Por fim, se as instituições policiais querem de fato adotar política de recursos humanos com base numa gestão por competência, que implantem definitivamente carreira única para o ingresso na carreira. Valorizem, pois, os profissionais de nível superior que já existem em seus quadros, dando-lhes essa justa injeção de ânimo e a motivação necessária para buscar a excelência em suas atividades.
Ao contrário do que comumente se alega em desfavor da ascensão funcional, esse modelo de estruturação da carreira não cerceará quaisquer direitos dos que porventura queiram ingressar na instituição. Se almejarem um dia exercer a atividade policial, que ingressem democraticamente “por baixo”, e com humildade progridam na carreira, pari passu com seus esforços e merecimentos.

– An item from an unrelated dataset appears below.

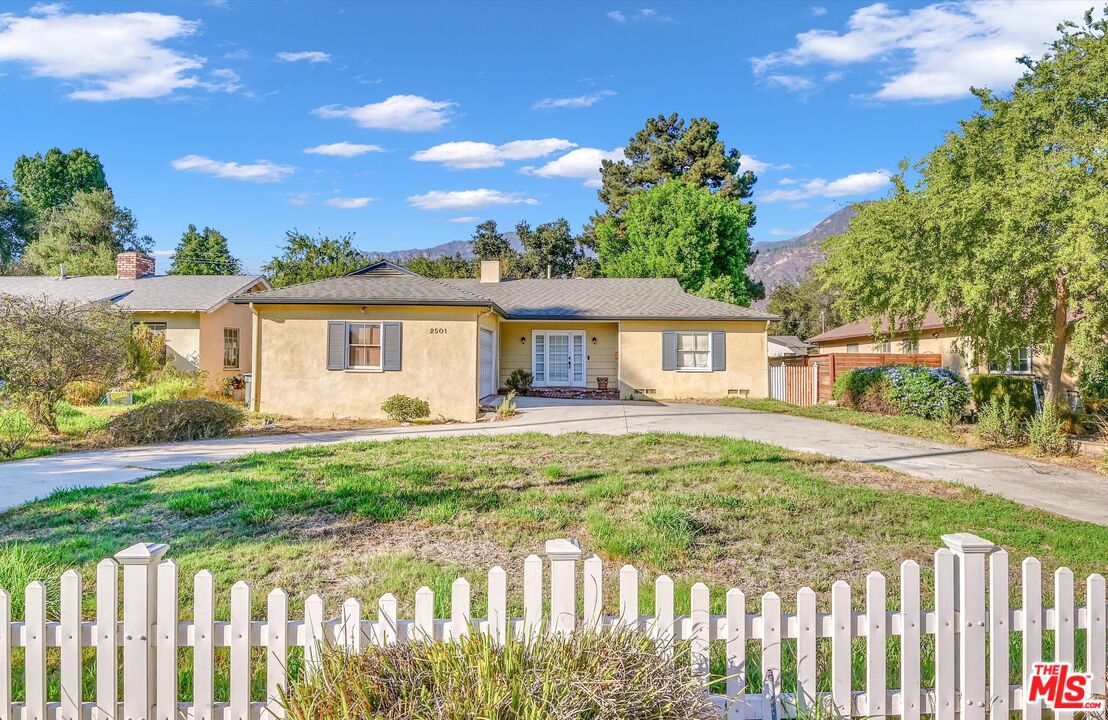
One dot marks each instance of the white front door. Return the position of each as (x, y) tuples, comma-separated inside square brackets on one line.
[(558, 359), (488, 364)]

(*) Luciano Porciuncula Garrido é Psicólogo, Agente de Polícia Civil e Especialista em Segurança Pública e Direitos Humanos; ex-policial militar; exerceu cargo de psicólogo forense no Tribunal de Justiça do Distrito Federal e cargo de psicólogo clínico no Hospital Universitário de Brasília; é membro do Instituto Millenium. E-mail: garrido1974@gmail.com
(1) Ver Mal-Estar na Segurança Pública (Luciano Porciuncula Garrido & George Felipe de Lima Dantas)
(2) Comportamento Organizacional, Stephen Robbins, 1998; Gestão de Pessoas Idalberto Chiavenato, 1999; Análise Ocupacional por Tarefas/Job Task Analysis — Jornal/Journal: Boletim Policial do FBI - Volume: 58 Edição:11/FBI Law Enforcement Bulletin - Volume:58 Issue:11 Datado de/Dated:(Novembro de 1989) (November 1989) Páginas/Pages:9-13 Autor(es)/Author(s): T J Jurkanin.
Luciano Garrido é nosso colega da Polícia Civil do DF e sempre colabora com esse BLOG, trazendo assuntos de relevância para a classe POLICIAL CIVIL, promovendo o debate e a reflexão inteligente sobre tais temas.